Car details in mono at The Goodwood Revival



This selection of six images were taken at The Goodwood Revival earlier this month. I am fortunate to have been to this event on numerous occasions, but in the past the photographs I have taken of these stunning racing cars have largely been from a trackside position and panning with a long lens. Countless images of this type must be taken every year and whilst some can make good action shots, I wanted to get much closer, capturing the wonderful detail and craftsmanship of these fine machines.




In all these shots I have used a wide aperture, giving me a shallow depth of field. The eye is drawn to one particular detail, and whilst other elements are out of focus, they are still important to the overall composition. The conversion to monochrome and the use of high contrast impart a graphic feel and I would like to think the outcome is a more artistic approach to the making of the image. After all these great cars are works of art in their own right and need to be appreciated for their flowing lines, hand crafted detailing, all mixed in with a feeling of raw power.

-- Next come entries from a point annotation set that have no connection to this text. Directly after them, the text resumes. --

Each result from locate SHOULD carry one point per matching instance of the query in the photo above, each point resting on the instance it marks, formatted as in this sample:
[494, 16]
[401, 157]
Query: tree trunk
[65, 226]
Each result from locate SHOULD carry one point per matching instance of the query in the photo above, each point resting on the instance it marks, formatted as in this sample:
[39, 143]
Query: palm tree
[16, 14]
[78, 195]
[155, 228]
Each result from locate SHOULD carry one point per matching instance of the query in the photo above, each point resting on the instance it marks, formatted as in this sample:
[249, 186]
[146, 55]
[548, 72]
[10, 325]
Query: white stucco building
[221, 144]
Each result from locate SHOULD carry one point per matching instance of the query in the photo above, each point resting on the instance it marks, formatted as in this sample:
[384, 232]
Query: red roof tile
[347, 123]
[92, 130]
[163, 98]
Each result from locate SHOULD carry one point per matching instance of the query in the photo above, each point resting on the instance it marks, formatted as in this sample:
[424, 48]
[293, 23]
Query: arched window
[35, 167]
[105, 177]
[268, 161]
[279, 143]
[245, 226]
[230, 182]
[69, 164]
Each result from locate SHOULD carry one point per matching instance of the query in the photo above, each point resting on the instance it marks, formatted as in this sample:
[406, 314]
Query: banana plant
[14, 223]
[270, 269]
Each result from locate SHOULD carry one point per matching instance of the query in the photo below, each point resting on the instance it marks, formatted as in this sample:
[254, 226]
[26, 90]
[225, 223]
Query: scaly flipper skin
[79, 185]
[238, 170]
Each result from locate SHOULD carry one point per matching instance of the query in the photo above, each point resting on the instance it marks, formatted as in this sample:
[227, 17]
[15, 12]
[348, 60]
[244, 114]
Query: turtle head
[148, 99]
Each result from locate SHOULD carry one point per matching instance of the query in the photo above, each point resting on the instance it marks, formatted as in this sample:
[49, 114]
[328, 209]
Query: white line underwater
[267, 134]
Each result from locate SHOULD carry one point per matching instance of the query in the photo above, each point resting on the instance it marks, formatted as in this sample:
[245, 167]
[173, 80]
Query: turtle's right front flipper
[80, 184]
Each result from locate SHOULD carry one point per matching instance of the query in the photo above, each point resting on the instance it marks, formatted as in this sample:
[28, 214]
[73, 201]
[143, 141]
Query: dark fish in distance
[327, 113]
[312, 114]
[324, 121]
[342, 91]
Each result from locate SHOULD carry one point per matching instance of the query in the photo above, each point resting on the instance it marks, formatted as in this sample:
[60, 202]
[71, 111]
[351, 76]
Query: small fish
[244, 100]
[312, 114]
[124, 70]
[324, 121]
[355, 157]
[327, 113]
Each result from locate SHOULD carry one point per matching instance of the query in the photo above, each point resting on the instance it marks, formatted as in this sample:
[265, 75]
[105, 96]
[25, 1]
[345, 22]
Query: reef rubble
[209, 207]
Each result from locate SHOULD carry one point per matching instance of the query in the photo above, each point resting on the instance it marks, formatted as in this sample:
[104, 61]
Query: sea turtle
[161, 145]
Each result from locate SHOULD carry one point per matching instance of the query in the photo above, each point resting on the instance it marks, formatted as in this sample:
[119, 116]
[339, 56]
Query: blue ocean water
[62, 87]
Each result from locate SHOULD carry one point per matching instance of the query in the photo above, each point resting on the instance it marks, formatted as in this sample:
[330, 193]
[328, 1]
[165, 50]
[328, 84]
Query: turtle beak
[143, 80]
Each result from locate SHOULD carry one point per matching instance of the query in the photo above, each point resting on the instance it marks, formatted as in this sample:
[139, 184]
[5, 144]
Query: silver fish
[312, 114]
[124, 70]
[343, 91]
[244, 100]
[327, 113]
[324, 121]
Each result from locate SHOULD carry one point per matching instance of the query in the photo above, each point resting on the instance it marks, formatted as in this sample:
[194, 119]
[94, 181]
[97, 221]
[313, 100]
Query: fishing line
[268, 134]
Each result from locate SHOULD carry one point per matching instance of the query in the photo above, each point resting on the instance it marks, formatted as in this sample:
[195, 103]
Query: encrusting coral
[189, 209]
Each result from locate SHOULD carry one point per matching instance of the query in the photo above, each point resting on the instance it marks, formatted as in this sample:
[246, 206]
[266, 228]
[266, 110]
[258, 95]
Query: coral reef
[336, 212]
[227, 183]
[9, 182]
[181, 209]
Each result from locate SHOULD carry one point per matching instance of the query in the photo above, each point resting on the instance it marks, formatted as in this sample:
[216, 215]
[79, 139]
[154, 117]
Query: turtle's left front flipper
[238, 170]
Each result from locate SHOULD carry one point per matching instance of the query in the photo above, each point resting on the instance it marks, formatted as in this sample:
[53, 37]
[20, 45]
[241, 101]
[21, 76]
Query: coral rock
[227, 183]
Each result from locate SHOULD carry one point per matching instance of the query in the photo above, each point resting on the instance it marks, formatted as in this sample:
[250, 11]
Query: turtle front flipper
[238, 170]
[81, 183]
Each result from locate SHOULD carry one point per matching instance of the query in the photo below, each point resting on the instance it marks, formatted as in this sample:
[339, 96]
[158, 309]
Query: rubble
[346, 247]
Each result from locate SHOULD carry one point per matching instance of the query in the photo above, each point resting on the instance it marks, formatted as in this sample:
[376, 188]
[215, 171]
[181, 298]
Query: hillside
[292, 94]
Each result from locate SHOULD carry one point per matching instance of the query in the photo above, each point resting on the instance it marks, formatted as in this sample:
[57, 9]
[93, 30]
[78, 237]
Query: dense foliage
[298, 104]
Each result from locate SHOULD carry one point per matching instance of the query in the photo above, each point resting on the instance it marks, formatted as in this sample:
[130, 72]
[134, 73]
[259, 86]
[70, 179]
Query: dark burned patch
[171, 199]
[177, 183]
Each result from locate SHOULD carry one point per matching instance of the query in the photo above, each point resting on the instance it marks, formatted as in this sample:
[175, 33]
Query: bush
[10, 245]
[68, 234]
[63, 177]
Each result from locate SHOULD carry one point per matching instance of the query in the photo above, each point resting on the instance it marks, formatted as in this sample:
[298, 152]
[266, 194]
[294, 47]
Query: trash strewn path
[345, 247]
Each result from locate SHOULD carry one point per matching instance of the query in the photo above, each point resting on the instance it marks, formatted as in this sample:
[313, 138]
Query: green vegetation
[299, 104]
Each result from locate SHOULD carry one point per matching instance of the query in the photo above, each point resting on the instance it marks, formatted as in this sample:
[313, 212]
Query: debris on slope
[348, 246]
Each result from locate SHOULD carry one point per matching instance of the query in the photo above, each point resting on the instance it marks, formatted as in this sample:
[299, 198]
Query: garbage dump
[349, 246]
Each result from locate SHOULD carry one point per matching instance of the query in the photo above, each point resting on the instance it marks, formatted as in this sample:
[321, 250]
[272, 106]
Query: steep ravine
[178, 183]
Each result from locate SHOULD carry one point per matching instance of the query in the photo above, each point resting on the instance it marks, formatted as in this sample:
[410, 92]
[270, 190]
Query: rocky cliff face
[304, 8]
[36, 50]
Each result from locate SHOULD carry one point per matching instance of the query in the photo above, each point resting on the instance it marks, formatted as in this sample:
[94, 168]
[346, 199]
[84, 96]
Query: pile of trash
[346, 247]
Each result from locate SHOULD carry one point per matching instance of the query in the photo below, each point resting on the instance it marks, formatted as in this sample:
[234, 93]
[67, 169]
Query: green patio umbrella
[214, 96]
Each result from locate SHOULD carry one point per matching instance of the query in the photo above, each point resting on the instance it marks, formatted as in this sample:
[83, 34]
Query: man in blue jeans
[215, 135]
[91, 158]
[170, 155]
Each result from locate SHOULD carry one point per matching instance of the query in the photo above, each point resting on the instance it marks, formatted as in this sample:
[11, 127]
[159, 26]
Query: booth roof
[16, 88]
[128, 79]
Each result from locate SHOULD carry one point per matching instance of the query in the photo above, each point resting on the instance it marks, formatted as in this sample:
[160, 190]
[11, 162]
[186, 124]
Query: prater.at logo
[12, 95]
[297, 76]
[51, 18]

I have done something differently in this entry by using all six thumbnails to create the featured image. Whether this works or not, I don’t know but the idea is to whet the appetite, and encourage readers to view the whole entry. However to really appreciate each shot, you need to click on a picture to see a larger version, which will open in a new window.


6 Responses to “Car details in mono at The Goodwood Revival”

  1. LensScaper

    A very good set of images, Alan, of which, for me, the stand-out one is the third one down. Compositionally I find that strong. The elements: windshield, mirror and steering wheel, combined with the deep shadow at the base of the image, create a classic triangular design. I like the way these elements are placed against the light area of the image. All six of them successfully exploit shallow depth of field. I love the contrast too – classic B&W.

    Liked by 1 person

    • alan frost

      Thanks Andy. I too like the third image. The others work well but arguably need to be viewed larger to appreciate them. Thanks as always for commenting. Alan.